Mattingly is serious about Torre dictating his own future; he feels the manager deserves that equity from Steinbrenner. Whether it's another year or two -- or whether Torre moves on after 2007 -- Mattingly doesn't want to inherit the job at Torre's expense.

It's a crazy dynamic between the two men, considering that they sit side by side in the dugout, night after night. To his credit, Torre has never let his uncertain job status affect his mentoring of the young bench coach. Torre continues to teach Mattingly the way he taught Joe Girardi before he was hired by the Marlins.

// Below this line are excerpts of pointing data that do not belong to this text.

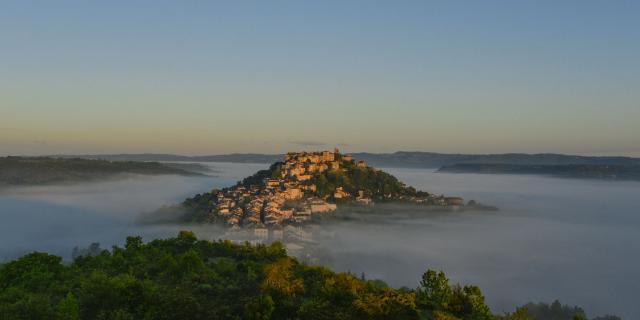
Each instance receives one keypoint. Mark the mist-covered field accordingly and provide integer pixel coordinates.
(573, 240)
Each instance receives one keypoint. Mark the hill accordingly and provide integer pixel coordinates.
(306, 184)
(187, 278)
(405, 159)
(16, 171)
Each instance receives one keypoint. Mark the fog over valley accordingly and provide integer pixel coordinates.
(573, 240)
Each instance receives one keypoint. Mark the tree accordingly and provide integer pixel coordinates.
(434, 292)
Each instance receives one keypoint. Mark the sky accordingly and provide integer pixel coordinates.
(213, 77)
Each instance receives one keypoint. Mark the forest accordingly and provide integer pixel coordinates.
(187, 278)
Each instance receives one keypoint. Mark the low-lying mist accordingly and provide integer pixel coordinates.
(57, 218)
(573, 240)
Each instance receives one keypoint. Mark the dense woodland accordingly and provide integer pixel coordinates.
(184, 278)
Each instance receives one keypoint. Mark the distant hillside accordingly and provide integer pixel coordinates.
(402, 159)
(45, 170)
(586, 171)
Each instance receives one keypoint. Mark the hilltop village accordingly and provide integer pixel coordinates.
(306, 184)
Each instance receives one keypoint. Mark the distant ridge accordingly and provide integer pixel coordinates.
(401, 159)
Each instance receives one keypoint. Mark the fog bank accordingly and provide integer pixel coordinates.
(573, 240)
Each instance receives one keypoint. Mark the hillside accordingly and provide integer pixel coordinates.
(16, 171)
(402, 159)
(187, 278)
(305, 184)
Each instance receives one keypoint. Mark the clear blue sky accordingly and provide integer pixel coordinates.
(203, 77)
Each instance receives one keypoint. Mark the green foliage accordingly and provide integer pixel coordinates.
(184, 278)
(434, 291)
(379, 185)
(436, 297)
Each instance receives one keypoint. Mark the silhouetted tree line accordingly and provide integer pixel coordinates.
(183, 278)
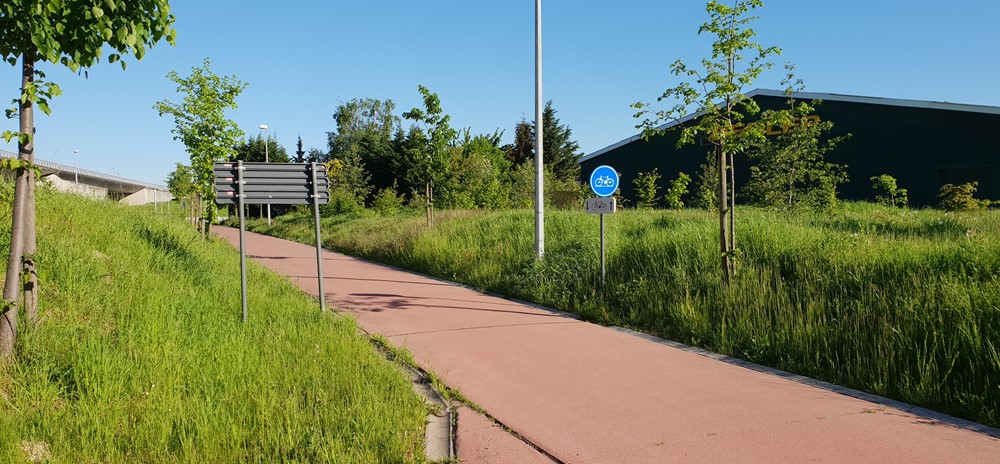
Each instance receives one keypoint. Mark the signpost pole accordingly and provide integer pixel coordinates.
(243, 241)
(603, 272)
(319, 242)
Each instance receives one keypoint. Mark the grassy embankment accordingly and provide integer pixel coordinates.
(140, 356)
(904, 304)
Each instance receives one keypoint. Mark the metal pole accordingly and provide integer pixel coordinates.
(539, 171)
(243, 242)
(267, 160)
(603, 270)
(319, 242)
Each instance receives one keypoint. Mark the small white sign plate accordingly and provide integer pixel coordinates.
(600, 205)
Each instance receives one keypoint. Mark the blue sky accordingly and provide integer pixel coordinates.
(302, 58)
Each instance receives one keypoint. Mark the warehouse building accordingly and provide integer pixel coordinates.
(923, 144)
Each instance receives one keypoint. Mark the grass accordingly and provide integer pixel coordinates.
(901, 303)
(140, 356)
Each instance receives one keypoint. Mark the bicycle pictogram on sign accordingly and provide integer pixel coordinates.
(604, 181)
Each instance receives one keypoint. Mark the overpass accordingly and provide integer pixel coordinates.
(98, 185)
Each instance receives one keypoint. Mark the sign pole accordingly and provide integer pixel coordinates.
(603, 269)
(319, 241)
(539, 145)
(243, 241)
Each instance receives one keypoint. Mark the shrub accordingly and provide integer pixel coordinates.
(677, 190)
(960, 197)
(887, 192)
(646, 188)
(387, 201)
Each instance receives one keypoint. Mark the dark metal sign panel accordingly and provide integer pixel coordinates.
(270, 184)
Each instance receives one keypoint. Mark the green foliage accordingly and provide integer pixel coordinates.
(15, 165)
(429, 158)
(707, 191)
(960, 197)
(560, 151)
(523, 148)
(480, 174)
(902, 304)
(365, 129)
(387, 201)
(181, 182)
(716, 93)
(201, 124)
(887, 192)
(75, 34)
(647, 189)
(350, 184)
(560, 193)
(140, 356)
(790, 168)
(717, 90)
(253, 150)
(676, 191)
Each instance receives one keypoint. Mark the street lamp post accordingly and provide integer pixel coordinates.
(539, 170)
(266, 160)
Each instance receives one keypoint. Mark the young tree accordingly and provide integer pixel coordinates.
(647, 188)
(716, 93)
(72, 33)
(961, 197)
(887, 191)
(181, 185)
(562, 153)
(439, 135)
(350, 183)
(480, 173)
(676, 191)
(202, 126)
(791, 169)
(365, 128)
(523, 148)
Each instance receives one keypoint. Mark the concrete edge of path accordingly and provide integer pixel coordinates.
(461, 285)
(870, 397)
(862, 395)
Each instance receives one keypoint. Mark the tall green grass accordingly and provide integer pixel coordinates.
(140, 356)
(904, 304)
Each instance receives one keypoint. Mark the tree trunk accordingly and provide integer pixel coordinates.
(28, 269)
(723, 212)
(732, 212)
(12, 284)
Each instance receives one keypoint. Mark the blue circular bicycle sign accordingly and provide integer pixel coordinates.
(604, 181)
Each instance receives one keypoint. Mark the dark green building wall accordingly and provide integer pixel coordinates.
(923, 148)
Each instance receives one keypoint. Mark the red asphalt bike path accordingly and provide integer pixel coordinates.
(584, 393)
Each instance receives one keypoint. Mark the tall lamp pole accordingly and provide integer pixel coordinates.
(266, 160)
(539, 171)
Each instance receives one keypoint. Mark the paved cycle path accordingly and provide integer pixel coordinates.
(584, 393)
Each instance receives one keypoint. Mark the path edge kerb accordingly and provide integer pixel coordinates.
(922, 412)
(918, 411)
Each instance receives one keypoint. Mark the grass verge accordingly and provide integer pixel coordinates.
(140, 356)
(900, 303)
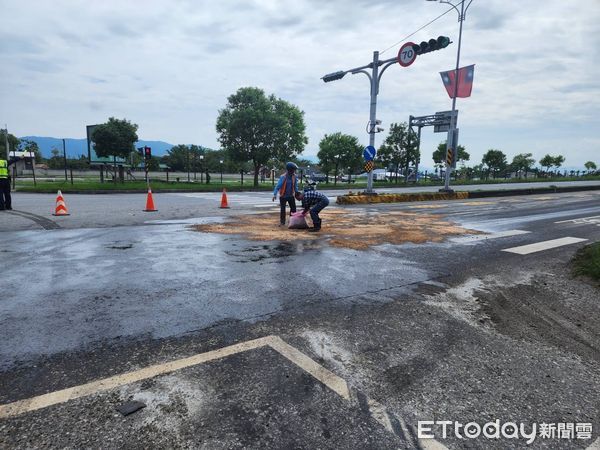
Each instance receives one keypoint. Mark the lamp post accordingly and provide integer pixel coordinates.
(374, 75)
(201, 165)
(188, 163)
(452, 141)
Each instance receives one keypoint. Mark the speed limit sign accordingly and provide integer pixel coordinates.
(406, 55)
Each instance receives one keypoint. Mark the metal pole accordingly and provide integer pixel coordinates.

"Even before he became a coach, I always thought Donnie had it in him to be a great manager," Torre said. "First, he's a man's man. Second, he has experience in New York. Third, he's not afraid of the field. And he's not lazy; he wants to keep learning."

Torre is generous with his wisdom. Whenever a strategy decision is at hand, he'll quiz Mattingly, asking him: What would you do? Torre often agrees with his pupil, but when he doesn't, he's quick to explain why not. Little by little, Mattingly is acquiring that in-game machinery that's like oxygen to a manager, although when you ask Mattingly if he's ready to actually replace Torre, he shakes his head and says, "I'm in no rush.

"I've got plenty of time, there's a lot for me to still learn," he said. Like gauging a team's mood, coaxing the stars to get along, keeping the role players motivated, managing the press, placating the owner. No job in baseball is tougher than managing the Yankees, and too few people realize just how well Torre has done that.

Maybe that's why Steinbrenner has not yet acted. Maybe he understands that before you humiliate a future Hall of Fame manager in his final season, you had better have an obvious upgrade ready to replace him.

As smart as Mattingly might some day be, he wouldn't change the Yankees' karma -- not overnight, anyway. He's the first to admit that. Remember, Mattingly is a refugee of the unstable '80s, when Steinbrenner went through managers faster than Madonna used to go through boyfriends. While the quick fix satisfied The Boss' need to flex corporate muscle, it never really made a difference on the field.

"It's the players who end up winning and losing games," Mattingly said. "I've seen too many managers get fired for me to believe it makes a difference. Maybe for a few days it does, but then it comes down to the team you have. Does it have confidence, experience, character? That's how you win and lose."

Torre's teams always have had character, simply because of the leadership that flowed from the manager's office. Torre knows how to handle Steinbrenner, he knows how to keep a slumping veteran from panicking, he's made the Yankees an attractive option to free agents.

That's the unquantifiable part of Torre's resume – invisible to many, but certainly not to Mattingly.

When asked if the Yankees can still salvage the season, Donnie Baseball said, simply, "You bet."

When asked if Torre is the man to lead the resurrection, the eyebrows flexed one more time, as if to say: Do you really have to ask?